Chocolate Olive Oil Cake
My friend and colleague, Stephanie, is one of my favorite people to talk food with. We cover our latest kitchen conquests, swap recipes, discuss celebrity chefs and TV shows, share articles and more. On her birthday, we got chatting about favorite cakes. We both prefer pastries, cookies and other desserts over cake, so when we find a great cake recipe, it’s something particularly exciting.

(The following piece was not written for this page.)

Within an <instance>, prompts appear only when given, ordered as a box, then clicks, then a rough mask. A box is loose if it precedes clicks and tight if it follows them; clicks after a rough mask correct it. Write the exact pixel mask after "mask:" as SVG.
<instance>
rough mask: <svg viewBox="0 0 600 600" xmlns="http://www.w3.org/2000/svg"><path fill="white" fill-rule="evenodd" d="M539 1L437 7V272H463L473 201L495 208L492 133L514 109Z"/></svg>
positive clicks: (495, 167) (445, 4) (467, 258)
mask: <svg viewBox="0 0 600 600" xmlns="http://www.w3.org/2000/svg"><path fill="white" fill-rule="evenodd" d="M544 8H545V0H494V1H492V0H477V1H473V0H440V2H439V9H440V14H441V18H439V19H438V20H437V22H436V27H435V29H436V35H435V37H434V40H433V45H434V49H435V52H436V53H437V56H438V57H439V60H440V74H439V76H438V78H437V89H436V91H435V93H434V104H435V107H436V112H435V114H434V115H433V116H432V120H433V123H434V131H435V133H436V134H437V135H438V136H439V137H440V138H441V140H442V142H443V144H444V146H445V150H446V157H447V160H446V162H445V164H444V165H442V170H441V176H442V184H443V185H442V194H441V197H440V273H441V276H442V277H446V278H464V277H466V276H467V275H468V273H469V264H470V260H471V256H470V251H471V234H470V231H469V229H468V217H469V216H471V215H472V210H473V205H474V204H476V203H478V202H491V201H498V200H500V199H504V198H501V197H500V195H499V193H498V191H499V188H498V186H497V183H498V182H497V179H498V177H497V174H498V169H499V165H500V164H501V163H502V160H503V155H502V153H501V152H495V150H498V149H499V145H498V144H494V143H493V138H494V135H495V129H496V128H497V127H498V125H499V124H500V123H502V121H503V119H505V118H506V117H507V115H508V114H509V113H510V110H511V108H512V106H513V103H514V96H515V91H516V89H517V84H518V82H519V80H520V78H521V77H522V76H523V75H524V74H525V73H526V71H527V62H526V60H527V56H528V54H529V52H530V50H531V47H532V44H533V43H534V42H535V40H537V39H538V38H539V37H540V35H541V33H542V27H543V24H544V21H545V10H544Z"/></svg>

Stephanie brought in her Torta di Cioccolato di Olio di Oliva, Chocolate Olive Oil Cake, and I was sold from the first bite. She was kind enough to let me borrow her copy of “Ciao Italia in Umbria: Recipes and Reflections from the Heart of Italy,” by Mary Ann Esposito, to get the recipe. (By the way, it’s a lovely book with inspiring recipes and interesting, relevant vignettes throughout.) I was pleasantly surprised to see how simple and straightforward this cake is from start to finish. How delightful — it’s so tasty and easy to make. Even if you are a cake novice, you can do this. Here it is:
Chocolate Olive Oil Cake
Torta di Cioccolato di Olio di Oliva
For the cake
3 c. white, unbleached, all-purpose flour (I use Bob’s Red Mill and it is perfect for baking)
2 c. sugar
6 tbsp. unsweetened cocoa powder (I used Droste, available at Premier Gourmet; also would recommend Ghirardelli or Perugina, if you can find it)
2 tsp. baking soda
1/2 tsp. salt
3/4 c. Colavita™ Extra Virgin Olive Oil
2 tbsp. white vinegar
1 tbsp. vanilla extract
2 c. cold water
2 8-oz. packages cream cheese, at room temperature (recipe calls for Philadelphia Lite; I used one regular and one light)

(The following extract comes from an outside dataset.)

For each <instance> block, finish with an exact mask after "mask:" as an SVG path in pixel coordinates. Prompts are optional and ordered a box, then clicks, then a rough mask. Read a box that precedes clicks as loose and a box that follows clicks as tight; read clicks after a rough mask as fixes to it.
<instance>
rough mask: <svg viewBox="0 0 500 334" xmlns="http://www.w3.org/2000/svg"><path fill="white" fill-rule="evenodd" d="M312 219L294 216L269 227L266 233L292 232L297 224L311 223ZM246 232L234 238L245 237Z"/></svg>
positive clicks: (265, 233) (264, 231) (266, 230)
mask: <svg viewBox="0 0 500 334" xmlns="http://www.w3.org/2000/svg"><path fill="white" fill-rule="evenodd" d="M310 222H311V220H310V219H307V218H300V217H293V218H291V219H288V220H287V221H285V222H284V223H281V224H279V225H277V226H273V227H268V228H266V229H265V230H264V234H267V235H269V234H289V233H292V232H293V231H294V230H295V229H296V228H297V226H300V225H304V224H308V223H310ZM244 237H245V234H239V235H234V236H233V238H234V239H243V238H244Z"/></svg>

3 1/2 to 4 c. confectioner’s sugar
1/4 tsp. cinnamon oil (also available at Premier Gourmet) or 1 tbsp. almond extract
- Butter and flour two 9-inch cake pans and set aside.
- Preheat the oven to 350ºF.
- Mix the flour, sugar, cocoa, baking soda and salt together in a large bowl. With a hand mixer on low speed beat in the oil, vinegar, vanilla and water until smooth. Pour the mixture into the prepared pans.
- Bake for 30 mins., or until a cake skewer inserted in the center of the cake comes out clean. Do not overbake the cake. It should be firm to the touch, and a cake skewer inserted in the middle of the cake should come out clean.
- Put the cake pans on cooling racks and cool for 15 to 20 minutes before removing the cakes from the pans to cool completely. Frost when cool with frosting below.
- Beat the cream cheese in a bowl until smooth; gradually add in enough of the sugar to make a smooth frosting that is not runny. Stir in the cinnamon oil or the almond extract.
- (Ensure cake is completely cooled!) Frost the cake layers.
- Cut the cake into wedges to serve.
Okay, so what’s so special about this cake? I’ll give you my top three reasons and guess they would be your answers too. Super moist. Decadent, rich chocolate taste. Impossibly smooth cream cheese frosting, bursting with a kick.
If you like the flavor of cinnamon, as in cinnamon candy and Vietnamese cinnamon, not just the regular brown ground stuff — this version is a must. It creates a very different flavor, unlike anything I’ve ever tasted, but provides a senses awakening, satisfying complement to the chocolate. Even if you’re unsure, I highly recommend giving it a try, as you should try anything at least once.
But be careful with that cinnamon oil because a little goes a very long way. When I told my family how little was used to make the frosting for the entire cake, they could not believe it. Oil and extract are two quite different things when it comes to potency. I also love almond flavor of any sort, so I plan to try the cake with that frosting as well.
However you end up making this cake, just make it and enjoy it. Bring it to a party and people will offer audible confirmation that they’re enjoying every bite. Everyone will ask, “What is that?” as they contemplate the secret ingredient for a second before it comes to them — cinnamon! Serve it as a birthday cake, as I did, and your guests will love that it might look like vanilla frosted chocolate cake, but it’s so much more. Also, it’s nut-free if you do the cinnamon version, so no allergy concerns.
Bonus: it tastes even better the second, third and fourth day in the refrigerator, so you can make it ahead and truly enjoy leftovers. Just be sure to bring the cake up to room temperature before serving.
This is without a doubt my new favorite chocolate cake. It’s a lick-the-batter-bowl-and-plate recipe. You’ve been warned.